Ira O. Daar, Ph.D.
Ira O. Daar, Ph.D.
Senior Investigator
Head, Developmental Signal Transduction Section

In our laboratory, we focus on the Eph/ephrin signaling system, and specifically how the ephrinB transmembrane ligands for Eph receptor tyrosine kinases send signals affecting cell-cell junctions and cell movement. This signaling affects morphogenesis during development and has been shown to play an instructive role in angiogenesis, as well as tumor cell invasion.

Areas of Expertise
1) Xenopus embryogenesis 2) Development 3) Signal transduction 4) Eph/ephrin 5) Cell-cell adhesion 6) Cell migration

Contact Info

Ira O. Daar, Ph.D.
Center for Cancer Research
National Cancer Institute
Building 560, Room 22-3
Frederick, MD 21702-1201
301-846-1667
daari@mail.nih.gov

Developmental Signal Transduction

Our current research interests are focused on the mechanism by which Eph receptor tyrosine kinases and their ephrin ligands signal events affecting cell-cell adhesion and morphogenetic movements. From the elucidation of these signal transduction pathways we may improve our understanding of oncogenesis. The cell-cell adhesion system plays a major role in normal development and morphogenesis.
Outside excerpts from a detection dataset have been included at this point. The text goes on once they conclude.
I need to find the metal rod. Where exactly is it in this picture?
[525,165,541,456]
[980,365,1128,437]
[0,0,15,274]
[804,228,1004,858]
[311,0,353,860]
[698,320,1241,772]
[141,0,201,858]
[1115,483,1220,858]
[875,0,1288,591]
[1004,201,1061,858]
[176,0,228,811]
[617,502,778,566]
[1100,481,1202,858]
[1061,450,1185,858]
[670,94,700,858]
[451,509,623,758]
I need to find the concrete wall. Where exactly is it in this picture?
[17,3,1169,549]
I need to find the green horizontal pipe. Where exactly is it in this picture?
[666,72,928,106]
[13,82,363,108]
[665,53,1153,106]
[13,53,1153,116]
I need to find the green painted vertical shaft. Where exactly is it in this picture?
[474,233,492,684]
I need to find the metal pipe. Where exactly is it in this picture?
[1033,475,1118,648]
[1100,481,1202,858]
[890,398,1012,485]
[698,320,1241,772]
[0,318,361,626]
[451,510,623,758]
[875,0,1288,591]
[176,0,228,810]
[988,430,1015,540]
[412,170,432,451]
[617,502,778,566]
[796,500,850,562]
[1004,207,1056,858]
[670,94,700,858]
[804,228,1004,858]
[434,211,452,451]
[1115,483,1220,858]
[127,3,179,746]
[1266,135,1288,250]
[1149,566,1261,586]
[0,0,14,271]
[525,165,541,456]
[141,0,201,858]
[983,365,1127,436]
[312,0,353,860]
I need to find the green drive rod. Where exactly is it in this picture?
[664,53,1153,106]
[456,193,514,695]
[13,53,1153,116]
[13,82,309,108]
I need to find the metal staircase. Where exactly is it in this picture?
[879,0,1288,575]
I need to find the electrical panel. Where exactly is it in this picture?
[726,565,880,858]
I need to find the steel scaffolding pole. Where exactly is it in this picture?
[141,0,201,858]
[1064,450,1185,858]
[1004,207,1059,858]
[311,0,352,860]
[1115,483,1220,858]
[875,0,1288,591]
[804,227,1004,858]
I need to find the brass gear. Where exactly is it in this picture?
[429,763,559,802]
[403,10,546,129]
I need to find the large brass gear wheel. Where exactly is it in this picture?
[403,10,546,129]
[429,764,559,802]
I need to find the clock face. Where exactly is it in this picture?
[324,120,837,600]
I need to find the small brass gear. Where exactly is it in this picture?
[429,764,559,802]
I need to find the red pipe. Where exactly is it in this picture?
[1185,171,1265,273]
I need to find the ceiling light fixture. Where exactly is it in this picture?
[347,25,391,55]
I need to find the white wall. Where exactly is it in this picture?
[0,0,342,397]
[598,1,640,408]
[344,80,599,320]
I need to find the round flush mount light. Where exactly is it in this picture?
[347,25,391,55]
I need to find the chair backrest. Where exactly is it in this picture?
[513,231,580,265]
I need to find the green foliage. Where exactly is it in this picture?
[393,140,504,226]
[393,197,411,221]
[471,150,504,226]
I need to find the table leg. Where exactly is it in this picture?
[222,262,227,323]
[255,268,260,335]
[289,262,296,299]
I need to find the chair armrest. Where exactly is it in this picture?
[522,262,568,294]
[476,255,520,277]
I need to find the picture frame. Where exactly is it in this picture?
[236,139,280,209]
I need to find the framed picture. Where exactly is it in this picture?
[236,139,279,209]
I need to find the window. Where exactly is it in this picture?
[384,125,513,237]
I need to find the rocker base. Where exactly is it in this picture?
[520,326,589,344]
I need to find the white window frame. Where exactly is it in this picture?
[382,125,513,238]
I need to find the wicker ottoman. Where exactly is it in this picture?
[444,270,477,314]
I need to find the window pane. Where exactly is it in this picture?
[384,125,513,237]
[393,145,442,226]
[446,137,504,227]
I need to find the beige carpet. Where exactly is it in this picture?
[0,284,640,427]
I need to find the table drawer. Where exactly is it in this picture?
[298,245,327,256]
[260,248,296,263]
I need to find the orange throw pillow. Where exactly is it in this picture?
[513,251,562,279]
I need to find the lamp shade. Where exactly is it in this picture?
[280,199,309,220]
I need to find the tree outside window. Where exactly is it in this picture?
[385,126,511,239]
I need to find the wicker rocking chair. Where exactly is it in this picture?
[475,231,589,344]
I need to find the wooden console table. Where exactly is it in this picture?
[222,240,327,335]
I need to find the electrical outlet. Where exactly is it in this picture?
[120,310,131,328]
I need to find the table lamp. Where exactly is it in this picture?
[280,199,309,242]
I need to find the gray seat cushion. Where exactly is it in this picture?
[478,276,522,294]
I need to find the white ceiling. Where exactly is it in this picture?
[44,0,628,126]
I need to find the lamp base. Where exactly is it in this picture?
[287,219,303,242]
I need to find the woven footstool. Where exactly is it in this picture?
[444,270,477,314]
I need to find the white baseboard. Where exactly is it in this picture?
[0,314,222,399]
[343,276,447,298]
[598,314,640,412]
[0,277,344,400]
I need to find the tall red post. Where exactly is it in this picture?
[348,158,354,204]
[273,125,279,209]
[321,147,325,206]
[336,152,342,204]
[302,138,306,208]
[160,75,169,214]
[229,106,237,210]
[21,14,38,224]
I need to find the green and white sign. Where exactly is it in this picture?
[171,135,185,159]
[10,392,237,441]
Inactivation of this adhesion system is thought to play a critical role in cancer invasion and metastasis. The Xenopus embryo is well suited for investigations of these processes because the frog has a well characterized and invariant cell fate map and cell lineage can be easily traced during experiments. Mutant receptors, ligands, and other proteins can be ectopically expressed in embryos. Thus, their effects on signal transduction, motility, and differentiation can be assessed morphologically and histologically as well as biochemically in a developing vertebrate.

Our laboratory is currently investigating the role of the Eph receptor tyrosine kinases and ephrinB transmembrane ligands in cell signaling and function using the Xenopus embryo. We have placed some emphasis upon the mechanism by which these Eph family members send signals affecting morphogenetic movements and exhibit crosstalk with the fibroblast growth factor (FGF) signaling pathway. Members of the Eph family have been implicated in regulating numerous developmental processes, and their de-regulation is found in several metastatic cancers.         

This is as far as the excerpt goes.